Korean leaders declare commitment to peace

05 Oct, 2007

The North and South Korean leaders called on Thursday for a nuclear-free peninsula and a permanent peace pact to end the world's last Cold War divide as they wrapped up a rare summit.
The historic foes agreed to step up trade, travel and political exchanges, including starting a freight train between the impoverished communist North and prosperous South, and flights for the growing number of South Korean tourists.
North Korea's reclusive leader Kim Jong-Il, dressed in his trademark khaki jumpsuit, smiled, shook hands and clinked champagne glasses with President Roh Moo-Hyun, only the second South Korean leader ever to visit Pyongyang.
The two leaders, closing the three-day summit, signed an agreement pledging to work for a permanent peace between the two Koreas, which remain technically at war after their 1950-53 conflict halted with only an armistice.
"The South and North will not take a hostile stance towards each other and will reduce military tension and resolve issues of conflict through dialogue and negotiation," the joint declaration said. It called for a summit by leaders of "three or four countries" to declare a formal end to the Korean War. The United States and China also fought in the war on opposite sides, meaning their signatures are necessary to finish it.
The White House said that a peace treaty formally ending the Korean war and the normalisation of US-North Korean ties would depend on Kim's regime abiding by the agreement to dismantle its nuclear weapons programme.
North Korea watchers, meanwhile, voiced some surprise at the breadth of the agreement as expectations had been low. Roh, a diehard advocate of reconciling with the North, leaves office in only four months.
Kim Jong-Il and Roh agreed in the declaration to try to ensure that existing agreements on shutting down the North's nuclear programme agreed to declare all its nuclear programmes and disable its main atomic reactor by the end of the year under US supervision.
The joint statement called for more inter-Korean summits. Kim used the spotlight to emphatically deny rumours that he is suffering from heart disease, diabetes or other health problems. The summit also set up meetings in November between their prime ministers in Seoul and defence ministers in Pyongyang.
The defence ministers will discuss the agreement's call to create a "peace zone" in the disputed western sea border - scene of bloody naval clashes in 1999 and 2002. Kim and Roh agreed to expand economic cooperation, constructing a joint shipbuilding complex and setting up a special economic zone.
A cross-border railway line will open for freight traffic.
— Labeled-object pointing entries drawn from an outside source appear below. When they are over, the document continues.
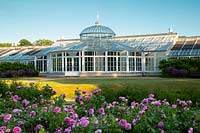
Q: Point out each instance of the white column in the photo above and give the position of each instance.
(42, 63)
(143, 62)
(94, 63)
(154, 61)
(50, 65)
(35, 63)
(72, 64)
(106, 61)
(127, 61)
(56, 63)
(135, 61)
(79, 61)
(83, 62)
(117, 62)
(62, 61)
(66, 63)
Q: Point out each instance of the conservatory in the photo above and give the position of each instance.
(99, 52)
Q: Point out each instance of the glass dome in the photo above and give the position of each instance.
(97, 32)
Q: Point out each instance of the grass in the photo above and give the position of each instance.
(135, 88)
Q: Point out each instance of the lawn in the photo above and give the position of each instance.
(135, 88)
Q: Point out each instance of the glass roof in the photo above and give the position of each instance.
(97, 32)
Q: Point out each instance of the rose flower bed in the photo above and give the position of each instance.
(26, 109)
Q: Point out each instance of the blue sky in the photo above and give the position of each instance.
(49, 19)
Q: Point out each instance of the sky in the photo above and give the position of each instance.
(51, 19)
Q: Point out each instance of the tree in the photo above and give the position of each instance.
(43, 42)
(25, 42)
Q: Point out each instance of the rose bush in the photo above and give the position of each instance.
(91, 113)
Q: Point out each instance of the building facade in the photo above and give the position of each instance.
(99, 52)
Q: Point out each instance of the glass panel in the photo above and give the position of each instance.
(112, 63)
(54, 64)
(149, 64)
(138, 54)
(138, 64)
(122, 64)
(76, 64)
(69, 64)
(111, 53)
(100, 53)
(123, 53)
(89, 53)
(99, 64)
(89, 64)
(131, 53)
(59, 64)
(131, 64)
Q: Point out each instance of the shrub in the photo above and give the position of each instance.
(16, 69)
(92, 113)
(179, 67)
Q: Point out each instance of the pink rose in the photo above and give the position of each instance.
(7, 117)
(17, 129)
(57, 110)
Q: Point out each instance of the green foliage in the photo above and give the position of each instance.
(5, 66)
(174, 68)
(25, 42)
(43, 42)
(43, 114)
(5, 44)
(138, 92)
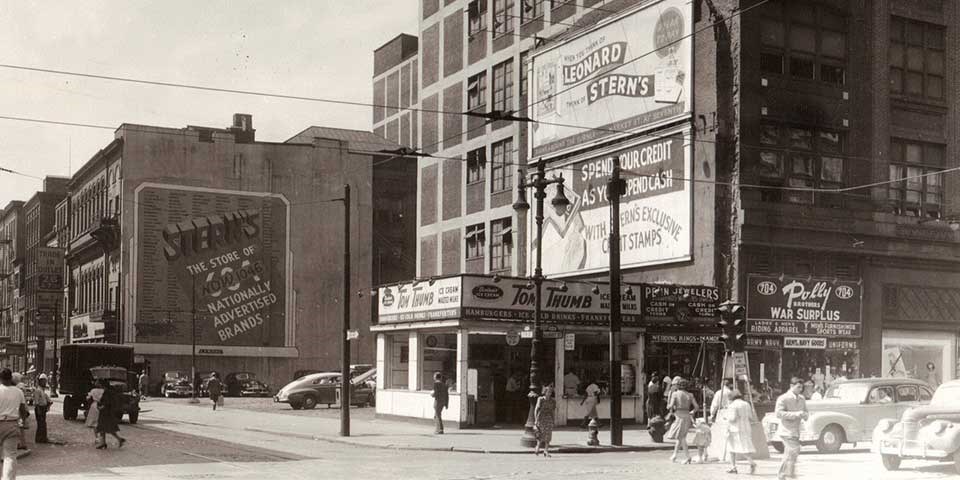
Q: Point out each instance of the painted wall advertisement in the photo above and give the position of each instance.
(655, 212)
(218, 255)
(631, 74)
(797, 306)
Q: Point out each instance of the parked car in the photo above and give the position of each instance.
(323, 388)
(929, 432)
(175, 384)
(850, 410)
(244, 384)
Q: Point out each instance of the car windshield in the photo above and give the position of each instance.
(847, 392)
(947, 396)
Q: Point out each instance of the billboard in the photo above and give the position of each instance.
(800, 306)
(655, 212)
(626, 76)
(213, 259)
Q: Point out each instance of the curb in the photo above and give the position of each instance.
(561, 449)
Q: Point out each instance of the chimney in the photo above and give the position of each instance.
(243, 131)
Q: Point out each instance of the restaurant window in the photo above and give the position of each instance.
(916, 188)
(399, 364)
(439, 354)
(477, 13)
(501, 170)
(917, 52)
(476, 241)
(476, 165)
(502, 17)
(477, 91)
(503, 86)
(801, 158)
(804, 41)
(501, 244)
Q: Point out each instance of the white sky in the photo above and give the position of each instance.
(312, 48)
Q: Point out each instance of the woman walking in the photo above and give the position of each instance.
(109, 420)
(683, 406)
(739, 441)
(543, 420)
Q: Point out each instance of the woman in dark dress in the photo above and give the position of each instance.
(109, 420)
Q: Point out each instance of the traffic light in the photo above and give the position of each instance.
(733, 326)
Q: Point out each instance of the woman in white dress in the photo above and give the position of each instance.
(739, 441)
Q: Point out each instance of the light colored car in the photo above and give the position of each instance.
(850, 410)
(930, 432)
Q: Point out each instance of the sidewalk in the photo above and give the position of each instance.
(390, 434)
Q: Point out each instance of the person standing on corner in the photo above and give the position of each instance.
(41, 405)
(440, 400)
(791, 409)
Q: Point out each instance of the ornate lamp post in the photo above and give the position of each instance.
(539, 183)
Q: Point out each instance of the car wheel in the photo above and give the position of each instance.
(831, 438)
(890, 462)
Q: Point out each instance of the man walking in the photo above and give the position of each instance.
(791, 409)
(440, 400)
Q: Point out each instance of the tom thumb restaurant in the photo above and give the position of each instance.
(477, 330)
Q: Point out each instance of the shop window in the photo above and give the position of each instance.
(915, 188)
(438, 354)
(917, 53)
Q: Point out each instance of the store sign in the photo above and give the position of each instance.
(805, 342)
(796, 306)
(607, 81)
(655, 212)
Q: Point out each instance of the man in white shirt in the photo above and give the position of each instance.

The leaders also said they would open a first direct air route - from Seoul to Mount Paektu, a sacred mountain for Koreans which South Koreans can now reach only by transiting via China. But relatives of some of the hundreds of South Koreans kidnapped by the North in past decades were disappointed. "What we asked for was only to let us know if our families there are alive," said Choi Sung-Yong, head of a group representing abduction victims.